Pour en savoir plus sur l’art héraldique :

  • Sylvie Badner, Les blasons du monde. Éditions de la Martinière, 187 pages, 2011
  • Michel Pastoureau, Traité d’héraldique. Édition Picard, 407 pages, 2008.
  • Claude Wenzler, Le guide de l’héraldique. Éditions Ouest-France, 221 pages, 2015.

Notes

[1] Alain Gamelin et collaborateurs, Trois-Rivières illustrée. Corporation des fêtes du 350e anniversaire, Trois-Rivières, 1984, p. 221.

[2] Compte rendu de la séance du Conseil du 16 février 1949 (sic). Archives de la ville de Trois-Rivières, Fonds Cité de Trois-Rivières.

[3] Le notaire et héraldiste Victor Morin (1865-1960) est surtout connu comme étant l’auteur du code Morin.

[4] Henri Morin, Le rapport du 4 février 1959. Archives de la ville de Trois-Rivières, Fonds Cité de Trois-Rivières.

[5] Pour décrire les armoiries, les héraldistes utilisent un vocabulaire et des expressions universellement reconnues.
Ainsi dans un blasonnement l’or est jaune, l’argent est blanc, l’azur est bleu, le gueules est rouge, le sable est noir et le sinople est vert. Les deux premières couleurs sont des métaux et les autres des émaux.
Le cimier désigne les éléments au-dessus de l’écu ou du bouclier.

[6] Morin, Op.cit.

[7] Morin, Op.cit.

[8] L’auteur de ces armoiries est vraisemblablement un amateur qui ne connaissait pas les règles héraldiques et en particulier celle du contraste des couleurs : ne jamais mettre métal sur métal et émail sur émail.
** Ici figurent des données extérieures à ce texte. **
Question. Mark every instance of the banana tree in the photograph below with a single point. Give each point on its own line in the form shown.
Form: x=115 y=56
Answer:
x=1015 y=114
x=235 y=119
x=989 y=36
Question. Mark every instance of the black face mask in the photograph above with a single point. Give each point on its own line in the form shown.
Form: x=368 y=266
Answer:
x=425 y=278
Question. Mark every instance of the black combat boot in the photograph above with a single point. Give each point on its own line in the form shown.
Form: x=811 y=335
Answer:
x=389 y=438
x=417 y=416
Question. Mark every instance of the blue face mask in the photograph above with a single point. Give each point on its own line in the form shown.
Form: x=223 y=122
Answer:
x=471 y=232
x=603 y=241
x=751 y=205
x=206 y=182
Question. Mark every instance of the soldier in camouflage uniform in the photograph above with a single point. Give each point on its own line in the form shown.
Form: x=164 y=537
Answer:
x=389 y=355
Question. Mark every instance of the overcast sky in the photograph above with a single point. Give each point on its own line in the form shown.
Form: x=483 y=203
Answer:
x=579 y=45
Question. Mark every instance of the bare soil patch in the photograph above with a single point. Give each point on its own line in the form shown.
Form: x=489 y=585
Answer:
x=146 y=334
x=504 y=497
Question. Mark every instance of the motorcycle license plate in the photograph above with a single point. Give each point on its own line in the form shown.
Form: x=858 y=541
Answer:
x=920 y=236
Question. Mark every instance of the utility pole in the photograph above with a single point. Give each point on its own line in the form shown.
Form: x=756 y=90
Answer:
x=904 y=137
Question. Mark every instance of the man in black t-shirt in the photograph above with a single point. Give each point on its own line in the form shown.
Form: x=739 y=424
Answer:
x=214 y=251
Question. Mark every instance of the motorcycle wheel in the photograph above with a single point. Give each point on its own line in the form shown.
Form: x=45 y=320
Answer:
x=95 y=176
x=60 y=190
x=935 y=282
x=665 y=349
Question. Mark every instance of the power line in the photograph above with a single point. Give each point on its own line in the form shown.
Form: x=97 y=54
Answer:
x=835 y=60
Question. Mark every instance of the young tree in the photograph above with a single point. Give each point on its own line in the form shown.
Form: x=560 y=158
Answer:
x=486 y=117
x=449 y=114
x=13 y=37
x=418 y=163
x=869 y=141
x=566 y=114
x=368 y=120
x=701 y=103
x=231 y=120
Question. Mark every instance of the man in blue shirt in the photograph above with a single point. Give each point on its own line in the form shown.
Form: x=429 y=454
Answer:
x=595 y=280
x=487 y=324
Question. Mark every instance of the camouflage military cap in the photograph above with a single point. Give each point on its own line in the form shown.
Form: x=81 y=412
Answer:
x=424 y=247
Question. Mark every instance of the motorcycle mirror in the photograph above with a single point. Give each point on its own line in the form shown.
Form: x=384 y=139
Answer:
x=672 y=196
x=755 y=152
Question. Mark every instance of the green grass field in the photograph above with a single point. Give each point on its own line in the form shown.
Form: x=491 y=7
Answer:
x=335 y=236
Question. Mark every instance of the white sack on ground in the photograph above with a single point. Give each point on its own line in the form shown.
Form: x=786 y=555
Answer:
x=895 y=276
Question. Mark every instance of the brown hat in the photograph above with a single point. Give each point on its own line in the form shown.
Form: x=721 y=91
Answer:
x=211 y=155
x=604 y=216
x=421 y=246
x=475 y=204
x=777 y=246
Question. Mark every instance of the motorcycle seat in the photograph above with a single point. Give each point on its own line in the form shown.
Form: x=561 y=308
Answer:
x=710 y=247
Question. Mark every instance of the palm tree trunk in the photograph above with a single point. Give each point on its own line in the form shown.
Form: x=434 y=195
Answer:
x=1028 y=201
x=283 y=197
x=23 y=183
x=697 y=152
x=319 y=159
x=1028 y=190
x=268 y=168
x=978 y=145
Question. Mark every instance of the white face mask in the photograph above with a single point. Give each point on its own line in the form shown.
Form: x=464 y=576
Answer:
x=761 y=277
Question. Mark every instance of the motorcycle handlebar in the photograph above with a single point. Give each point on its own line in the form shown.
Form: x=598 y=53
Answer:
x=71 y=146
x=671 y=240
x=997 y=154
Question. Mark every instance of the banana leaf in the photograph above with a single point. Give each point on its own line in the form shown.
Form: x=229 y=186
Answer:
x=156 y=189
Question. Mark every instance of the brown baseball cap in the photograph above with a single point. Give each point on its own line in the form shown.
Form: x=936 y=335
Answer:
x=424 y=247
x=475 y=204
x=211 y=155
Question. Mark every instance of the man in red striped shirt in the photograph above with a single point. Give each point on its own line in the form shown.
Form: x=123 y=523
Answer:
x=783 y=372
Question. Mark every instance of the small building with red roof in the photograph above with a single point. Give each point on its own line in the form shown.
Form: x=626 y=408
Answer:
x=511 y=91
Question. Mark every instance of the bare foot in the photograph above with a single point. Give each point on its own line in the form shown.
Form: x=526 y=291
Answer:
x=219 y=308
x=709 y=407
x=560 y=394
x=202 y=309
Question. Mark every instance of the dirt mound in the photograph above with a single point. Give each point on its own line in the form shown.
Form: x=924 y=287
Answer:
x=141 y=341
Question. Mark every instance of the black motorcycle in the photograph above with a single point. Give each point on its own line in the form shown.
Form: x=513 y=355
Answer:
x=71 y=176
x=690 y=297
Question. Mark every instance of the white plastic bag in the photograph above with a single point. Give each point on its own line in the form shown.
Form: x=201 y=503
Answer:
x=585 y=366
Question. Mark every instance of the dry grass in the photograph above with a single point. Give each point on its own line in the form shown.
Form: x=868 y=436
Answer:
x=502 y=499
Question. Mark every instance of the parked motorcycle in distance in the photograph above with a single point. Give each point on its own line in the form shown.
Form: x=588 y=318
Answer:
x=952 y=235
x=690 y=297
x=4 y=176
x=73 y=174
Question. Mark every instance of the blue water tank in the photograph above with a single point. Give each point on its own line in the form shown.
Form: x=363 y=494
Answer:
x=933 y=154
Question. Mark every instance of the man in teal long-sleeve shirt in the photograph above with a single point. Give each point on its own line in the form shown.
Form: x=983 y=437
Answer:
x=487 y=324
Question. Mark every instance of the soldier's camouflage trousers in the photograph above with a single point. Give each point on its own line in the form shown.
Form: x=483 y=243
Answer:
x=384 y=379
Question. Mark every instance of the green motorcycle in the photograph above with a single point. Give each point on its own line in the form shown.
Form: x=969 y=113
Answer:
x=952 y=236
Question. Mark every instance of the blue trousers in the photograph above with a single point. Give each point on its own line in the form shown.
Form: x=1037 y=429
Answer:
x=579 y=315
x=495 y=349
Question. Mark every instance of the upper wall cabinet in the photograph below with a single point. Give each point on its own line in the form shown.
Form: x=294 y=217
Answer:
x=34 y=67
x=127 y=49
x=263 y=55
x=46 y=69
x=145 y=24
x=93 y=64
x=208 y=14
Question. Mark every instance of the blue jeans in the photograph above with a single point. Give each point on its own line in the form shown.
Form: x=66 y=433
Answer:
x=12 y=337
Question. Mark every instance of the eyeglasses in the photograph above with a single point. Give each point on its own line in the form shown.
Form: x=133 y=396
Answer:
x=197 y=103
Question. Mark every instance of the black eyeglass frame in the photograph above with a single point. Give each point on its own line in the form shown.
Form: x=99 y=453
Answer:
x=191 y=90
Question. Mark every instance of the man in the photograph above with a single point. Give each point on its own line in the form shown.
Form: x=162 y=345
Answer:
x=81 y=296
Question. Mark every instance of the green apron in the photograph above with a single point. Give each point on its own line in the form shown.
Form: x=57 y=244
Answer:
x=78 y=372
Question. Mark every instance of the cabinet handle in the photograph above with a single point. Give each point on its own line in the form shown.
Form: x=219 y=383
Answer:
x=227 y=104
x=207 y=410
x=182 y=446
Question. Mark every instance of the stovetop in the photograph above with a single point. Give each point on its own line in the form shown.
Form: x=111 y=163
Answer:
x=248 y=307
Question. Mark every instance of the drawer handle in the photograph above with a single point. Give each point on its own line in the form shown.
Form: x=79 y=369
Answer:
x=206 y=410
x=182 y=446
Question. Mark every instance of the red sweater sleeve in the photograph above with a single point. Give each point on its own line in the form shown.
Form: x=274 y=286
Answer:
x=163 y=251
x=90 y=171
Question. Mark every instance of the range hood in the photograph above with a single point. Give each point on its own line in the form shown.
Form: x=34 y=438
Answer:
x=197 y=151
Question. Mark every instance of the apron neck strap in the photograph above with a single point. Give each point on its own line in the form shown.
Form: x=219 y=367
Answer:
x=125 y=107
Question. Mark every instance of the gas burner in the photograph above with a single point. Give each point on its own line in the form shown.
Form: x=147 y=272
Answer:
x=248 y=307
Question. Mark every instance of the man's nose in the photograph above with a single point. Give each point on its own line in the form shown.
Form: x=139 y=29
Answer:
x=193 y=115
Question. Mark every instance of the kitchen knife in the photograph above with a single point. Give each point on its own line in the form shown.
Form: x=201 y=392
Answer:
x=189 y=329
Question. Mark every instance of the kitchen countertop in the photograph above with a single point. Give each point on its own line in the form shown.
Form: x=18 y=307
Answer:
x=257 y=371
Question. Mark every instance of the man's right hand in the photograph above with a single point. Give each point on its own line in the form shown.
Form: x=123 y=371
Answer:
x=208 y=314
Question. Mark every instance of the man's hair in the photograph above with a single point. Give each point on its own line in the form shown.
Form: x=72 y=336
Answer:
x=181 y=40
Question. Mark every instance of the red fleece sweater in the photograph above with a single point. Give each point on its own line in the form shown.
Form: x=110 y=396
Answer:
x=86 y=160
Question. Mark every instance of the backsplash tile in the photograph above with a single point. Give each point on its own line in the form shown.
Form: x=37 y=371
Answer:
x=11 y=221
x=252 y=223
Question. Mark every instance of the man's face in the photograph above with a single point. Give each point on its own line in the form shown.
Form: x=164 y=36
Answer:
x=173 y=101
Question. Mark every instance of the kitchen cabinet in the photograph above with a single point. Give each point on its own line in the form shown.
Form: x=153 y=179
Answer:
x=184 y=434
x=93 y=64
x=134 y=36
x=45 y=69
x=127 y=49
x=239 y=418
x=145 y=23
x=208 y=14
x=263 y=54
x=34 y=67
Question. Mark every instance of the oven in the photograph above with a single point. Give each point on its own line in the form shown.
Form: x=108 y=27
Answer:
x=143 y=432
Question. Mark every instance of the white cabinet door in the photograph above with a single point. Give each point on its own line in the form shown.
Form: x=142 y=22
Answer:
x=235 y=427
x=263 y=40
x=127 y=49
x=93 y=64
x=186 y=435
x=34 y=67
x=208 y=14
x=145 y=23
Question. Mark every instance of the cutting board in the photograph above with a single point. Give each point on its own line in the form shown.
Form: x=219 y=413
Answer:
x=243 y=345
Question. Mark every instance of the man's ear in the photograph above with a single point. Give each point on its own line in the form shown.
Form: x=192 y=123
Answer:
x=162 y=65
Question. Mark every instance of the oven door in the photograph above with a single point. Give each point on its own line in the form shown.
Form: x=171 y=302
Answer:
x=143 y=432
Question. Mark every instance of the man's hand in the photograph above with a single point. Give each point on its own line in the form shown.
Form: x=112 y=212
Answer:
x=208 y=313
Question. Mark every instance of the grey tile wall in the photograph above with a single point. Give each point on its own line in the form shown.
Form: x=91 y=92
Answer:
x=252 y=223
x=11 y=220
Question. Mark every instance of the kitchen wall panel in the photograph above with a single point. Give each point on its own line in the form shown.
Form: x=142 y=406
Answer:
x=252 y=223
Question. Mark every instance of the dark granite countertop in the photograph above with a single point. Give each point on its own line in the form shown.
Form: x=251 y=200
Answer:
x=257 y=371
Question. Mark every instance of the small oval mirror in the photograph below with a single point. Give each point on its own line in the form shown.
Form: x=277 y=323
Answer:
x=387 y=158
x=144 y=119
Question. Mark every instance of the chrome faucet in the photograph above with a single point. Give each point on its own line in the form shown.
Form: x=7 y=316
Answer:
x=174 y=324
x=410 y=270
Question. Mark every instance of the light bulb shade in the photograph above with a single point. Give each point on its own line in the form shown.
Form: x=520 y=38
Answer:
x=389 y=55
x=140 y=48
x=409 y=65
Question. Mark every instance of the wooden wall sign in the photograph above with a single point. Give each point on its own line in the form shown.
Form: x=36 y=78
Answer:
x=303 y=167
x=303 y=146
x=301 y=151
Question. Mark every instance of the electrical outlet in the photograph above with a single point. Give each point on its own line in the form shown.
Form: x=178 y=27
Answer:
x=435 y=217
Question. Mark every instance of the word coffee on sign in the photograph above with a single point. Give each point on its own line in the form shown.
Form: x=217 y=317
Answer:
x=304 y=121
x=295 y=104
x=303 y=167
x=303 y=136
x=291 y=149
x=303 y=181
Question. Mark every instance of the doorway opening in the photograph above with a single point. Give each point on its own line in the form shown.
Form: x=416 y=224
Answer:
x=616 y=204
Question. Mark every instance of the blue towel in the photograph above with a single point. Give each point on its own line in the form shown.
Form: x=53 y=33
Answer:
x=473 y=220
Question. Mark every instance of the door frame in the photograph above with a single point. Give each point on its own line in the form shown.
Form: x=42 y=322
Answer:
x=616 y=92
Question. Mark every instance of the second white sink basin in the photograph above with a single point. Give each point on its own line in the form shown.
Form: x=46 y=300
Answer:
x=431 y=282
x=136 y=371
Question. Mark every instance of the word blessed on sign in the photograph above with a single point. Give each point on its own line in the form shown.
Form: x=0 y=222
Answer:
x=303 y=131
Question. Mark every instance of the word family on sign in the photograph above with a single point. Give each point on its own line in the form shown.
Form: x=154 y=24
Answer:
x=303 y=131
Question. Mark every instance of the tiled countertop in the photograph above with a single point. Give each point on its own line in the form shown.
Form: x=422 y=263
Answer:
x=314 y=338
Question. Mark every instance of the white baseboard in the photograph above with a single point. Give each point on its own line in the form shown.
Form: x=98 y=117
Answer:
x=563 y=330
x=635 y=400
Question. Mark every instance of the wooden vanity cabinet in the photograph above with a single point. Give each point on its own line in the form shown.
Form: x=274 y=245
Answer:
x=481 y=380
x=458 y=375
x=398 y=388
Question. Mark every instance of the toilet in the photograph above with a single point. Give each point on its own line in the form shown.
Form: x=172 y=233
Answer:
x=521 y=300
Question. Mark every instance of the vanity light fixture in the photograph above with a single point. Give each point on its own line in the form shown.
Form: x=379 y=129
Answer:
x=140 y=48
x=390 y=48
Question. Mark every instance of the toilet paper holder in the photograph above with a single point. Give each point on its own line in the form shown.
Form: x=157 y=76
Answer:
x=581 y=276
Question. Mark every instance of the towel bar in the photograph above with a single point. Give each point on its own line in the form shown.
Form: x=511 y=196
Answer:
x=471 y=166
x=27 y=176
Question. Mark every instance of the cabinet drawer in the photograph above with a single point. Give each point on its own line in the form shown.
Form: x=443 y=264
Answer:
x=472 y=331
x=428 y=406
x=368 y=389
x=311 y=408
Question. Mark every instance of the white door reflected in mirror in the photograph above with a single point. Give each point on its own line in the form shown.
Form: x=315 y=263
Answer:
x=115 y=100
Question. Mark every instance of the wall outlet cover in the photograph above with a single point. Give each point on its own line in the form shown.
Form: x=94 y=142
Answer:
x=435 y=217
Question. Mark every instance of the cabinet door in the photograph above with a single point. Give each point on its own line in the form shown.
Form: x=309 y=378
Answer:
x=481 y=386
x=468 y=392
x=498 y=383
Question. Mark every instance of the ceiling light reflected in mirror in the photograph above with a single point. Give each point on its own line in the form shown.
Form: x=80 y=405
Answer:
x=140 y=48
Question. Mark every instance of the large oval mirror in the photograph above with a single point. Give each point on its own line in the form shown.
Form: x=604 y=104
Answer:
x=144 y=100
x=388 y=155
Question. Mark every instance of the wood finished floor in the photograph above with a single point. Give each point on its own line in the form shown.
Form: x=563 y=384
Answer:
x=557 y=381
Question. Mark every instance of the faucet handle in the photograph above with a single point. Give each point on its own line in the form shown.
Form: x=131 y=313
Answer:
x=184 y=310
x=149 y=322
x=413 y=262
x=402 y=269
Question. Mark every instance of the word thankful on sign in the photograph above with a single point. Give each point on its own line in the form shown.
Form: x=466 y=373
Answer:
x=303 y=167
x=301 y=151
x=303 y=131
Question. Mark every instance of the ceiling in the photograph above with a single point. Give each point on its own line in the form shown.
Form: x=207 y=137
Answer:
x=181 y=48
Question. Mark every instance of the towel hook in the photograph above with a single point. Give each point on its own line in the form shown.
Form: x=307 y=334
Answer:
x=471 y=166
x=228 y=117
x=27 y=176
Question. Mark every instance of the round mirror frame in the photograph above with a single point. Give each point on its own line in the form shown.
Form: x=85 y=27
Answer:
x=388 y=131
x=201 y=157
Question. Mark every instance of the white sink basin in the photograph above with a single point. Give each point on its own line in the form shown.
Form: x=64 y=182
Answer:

[9] Lettre de Philippe Moreau, 12 décembre 1956. Archives de la ville de Trois-Rivières, Fonds Ville de Cap-de-la-Madeleine.

[10] Lettre du maire André Julien, 21 décembre 1956. Archives de la ville de Trois-Rivières, Fonds Ville de Cap-de-la-Madeleine.

[11] Lettre de Robert Pichette, 25 février 1957. Archives de la ville de Trois-Rivières, Fonds Ville de Cap-de-la-Madeleine.

[12] La devise « Arte ac Labore » pouvant se traduire par : L’habileté et de labeur.

[13] Collège canadien des armoiries. Armoiries de la paroisse de Trois-Rivières. Archives de la ville de Trois-Rivières, Fonds Ville de Trois-Rivières-Ouest.

[14] Armoiries de la Pointe-du-Lac. Archives de la ville de Trois-Rivières. Fonds Municipalité de Pointe-du-Lac.